For many people who are new to arc welding, it is not easy to have excellent and quality welding.
Also, it is complicated to understand various types of welding positions clearly.
If you are having trouble in this matter, this article is for you!
We are going to introduce to you the basic types of arc welding positions to help you produce a quality weld.
Let’s explore together!
- Welding Position Terminologies
- Four Basic Types Of Welding Positions Defined By The American Welding Society
- Groove Welds
- Fillet Welds
- Positions For Pipe Welding
- Multi-pass Arc Weld
- FAQs About Types Of Positions In Welding
- Q1: What terms are often used to denote different welding positions?

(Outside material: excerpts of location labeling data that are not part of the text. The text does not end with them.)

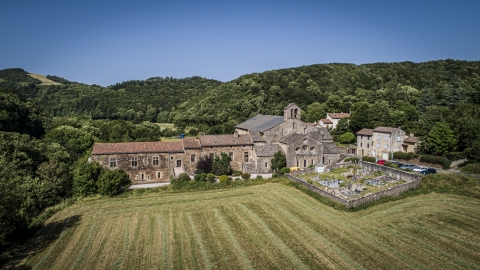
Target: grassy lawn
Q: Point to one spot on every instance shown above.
(265, 226)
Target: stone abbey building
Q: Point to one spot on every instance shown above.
(251, 149)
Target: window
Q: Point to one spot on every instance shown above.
(113, 162)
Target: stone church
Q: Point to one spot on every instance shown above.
(250, 148)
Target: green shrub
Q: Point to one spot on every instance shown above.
(111, 183)
(211, 177)
(471, 168)
(223, 178)
(353, 160)
(183, 177)
(446, 163)
(369, 159)
(391, 165)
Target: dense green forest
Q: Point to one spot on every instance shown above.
(48, 131)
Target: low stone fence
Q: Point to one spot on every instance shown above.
(413, 180)
(399, 174)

- Q2: What is the difference between groove and fillet weld?
- Q3: What is the difference between a single groove weld and a double groove weld?
- Q4: When making a double V-groove joint in a thick pipe, should one side be prioritized for welding first?
- Q5: Can I arc mild weld steel to stainless steel?
- Final Thoughts
Welding Position Terminologies
Welding is a technological process for connecting components together in a continuous non-removable bond at the atomic or molecular scale. It will bring the junction to the welding state, through the use one of two factors are heat and pressure, or a combination of both.
Welding position is the position of a weld in space, determined by the inclined angle of the weld axis and the welding angle of the weld surface.
Welding positions, in most cases, are divided into structural welding and pipe welding. The anatomical positions are for plate welding, pipe welding positions are also applicable to pipe welding with plates or welding with inclined planes.
Structural welding positions are coded according to the following rules:
With the first digit representing the welding position:
- 1 is for a Flat welding position
- 2 is for a Horizontal welding position
- 3 is for a Vertical welding position
- 4 is for an Overhead welding position
The next letter indicates the weld types:
- F refers to Fillet welds
- G refers to Groove welds
Four Basic Types Of Welding Positions Defined By The American Welding Society
Do you know how many types of welding positions there are?
Here is the answer for you!
According to the American Welding Society, there are 4 types of welding positions: flat welding position, horizontal welding position, vertical welding position, and overhead welding position corresponding to the numbers 1, 2, 3, and 4.
The letter in the welding position represents the type of weld. While F represents the Fillet weld, the letter G represents the Groove weld.
When determining the welding position, the number will be written first, the letter will be written after.
For example, if you need to perform a flat fillet weld, then your welding position is 1F. Similarly, if your position is 3G, then that is referring to a vertical groove weld.
There is a concept considered as the standard of most types of welds: a tack weld. As soon as it is heated, the metal will stretch and tend to warp, and your task is to anchor a joint very quickly at this time. These temporary welds are called tacks.
After you finish the permanent welding, you need to remove these tacks from the weld. If you make it the wrong way, your weld will crack.
The axis of the weld is a vital position in determining the exact position of the weld. The position of the axis is in the center of gravity, a line that is parallel to the length of the weld and is perpendicular to the horizontal plane.
So, in the next part, we will discuss the various types of welding positions with neat sketches for you. Read on!
1. Horizontal Position Welding
We have just mentioned the axis of the weld in the previous section. For horizontal weld, the weld axis will be flat in the same direction as the weld.
If you perform welding with a fillet, you will have to manipulate from the top of a horizontal surface. Otherwise, if you make groove welds, you have to do so on vertical welds.
Welding in the horizontal position will be more complicated than welding flat. Because as the temperature goes up, the metal relaxes and melts, it flows downward in the direction of gravity.
This makes it difficult to control whether the weld is affected by this amount of molten metal.
To make the horizontal weld easier, you need to adjust your panels and simultaneously weld both ends. Besides, you must know how to move the torch gently to be able to distribute the temperature more evenly.
If you know how to do it, the temperature will remain balanced on both sides of the joint, preventing the molten metal from flowing to the lower joint and at the same time, causing them to freeze faster.
Because of the complexity of this weld, you will need a lot of practice to master it. You will have to learn the basic techniques from holding a torch, to moving and controlling the temperature, controlling the amount of molten metal to create a perfect weld.
2. Flat Position Welding
This is the simplest and easiest welding position to perform. Flat welding is the primary position that you need to learn before moving on to other various types of welding positions.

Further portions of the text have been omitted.